At the same moment the battalion came down the main street. We heard them march as far as to the Place d'Armes, and beyond it toward the German gate.

We shut the windows, Zeffen went back to her room, and I lay down again.

But how could I sleep after such a start? My head was full of a thousand thoughts: I fancied the arrival of the Russians on the hill this cold night, and our soldiers marching to meet them, or manning the ramparts. I thought of all the blindages and block-houses, and batteries inside the bastions, and that all these great works had been made to guard against bombs and shells, and I exclaimed inwardly: "Before the enemy has demolished all these works, our houses will be crushed, and we shall be exterminated to the last man."

I took on in this way for about half an hour, thinking of all the calamities which threatened us, when I heard outside the city, toward Quatre-Vents, a kind of heavy rolling, rising and falling like the murmur of running water. This was repeated every second. I raised myself on my elbow to listen, and I knew that it was a fight far more terrible than that at Mittelbronn, for the rolling did not stop, but seemed rather to increase.

"How they are fighting, Sorlé, how they are fighting!" I exclaimed, as I pictured to myself the fury of those men murdering each other at the dead of night, not knowing what they were doing. "Listen!

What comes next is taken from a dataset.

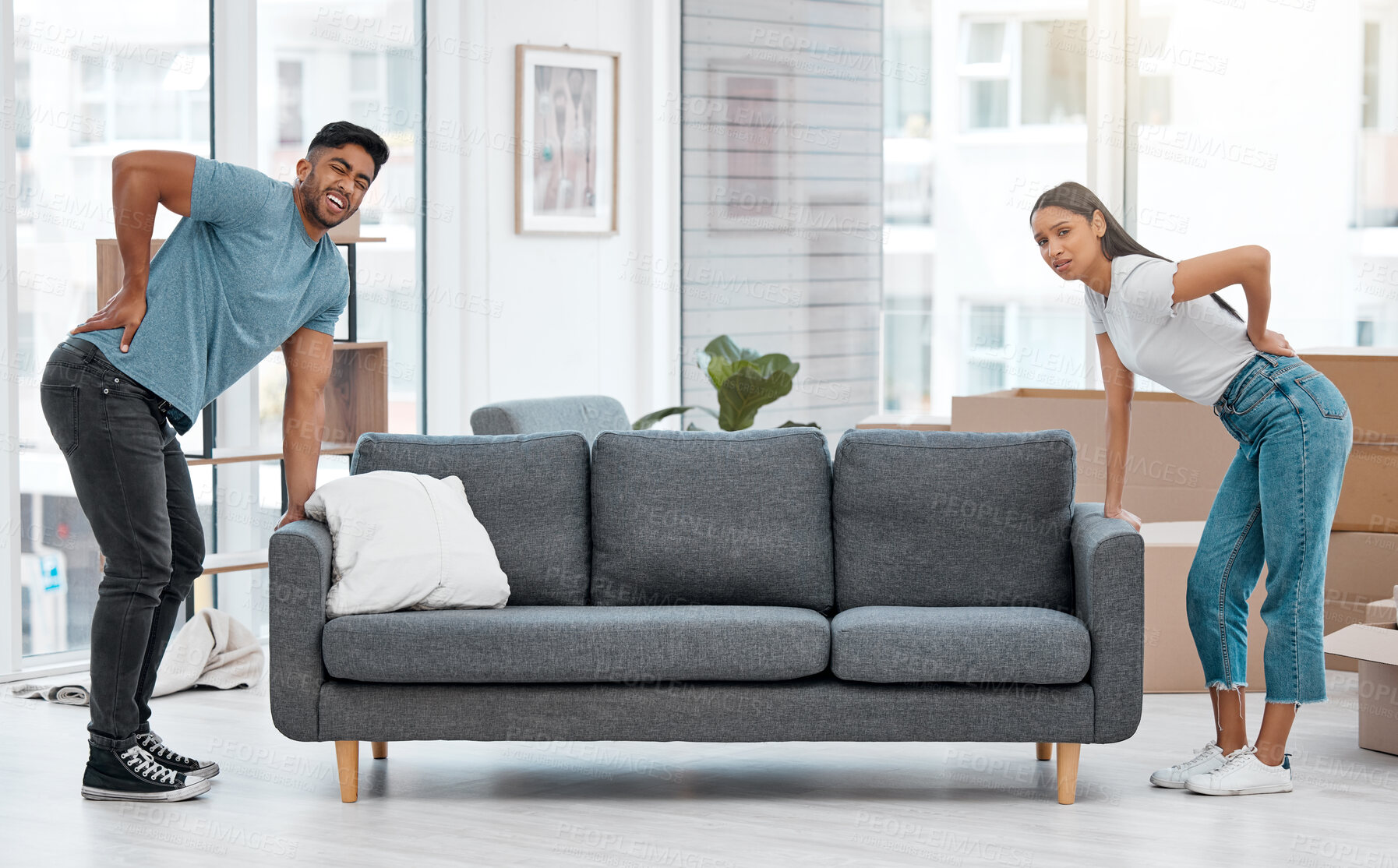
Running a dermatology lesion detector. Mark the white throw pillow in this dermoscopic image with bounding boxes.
[306,470,510,618]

Sorlé, listen! If that does not make one shudder!"

"Yes," said she. "I hope our sergeant will not be wounded; I hope he will come back safe!"

"May the Lord watch over him!" I replied, jumping from my bed, and lighting a candle.

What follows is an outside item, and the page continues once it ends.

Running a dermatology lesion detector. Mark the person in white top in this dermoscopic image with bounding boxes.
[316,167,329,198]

I could not control myself. I dressed myself as quickly as if I were going to run away; and afterward I listened to that terrible rolling, which came nearer or died away with every gust of wind.

When once dressed, I opened a window, to try to see something. The street was still black; but toward the ramparts, above the dark line of the arsenal bastions, was stretched a line of red.

The smoke of powder is red on account of the musket shots which light it up. It looked like a great fire. All the windows in the street were open: nothing could be seen, but I heard our neighbor the armorer say to his wife, "It is growing warm down there! It is the beginning of the dance, Annette; but they have not got the big drum yet; that will come, by and by!"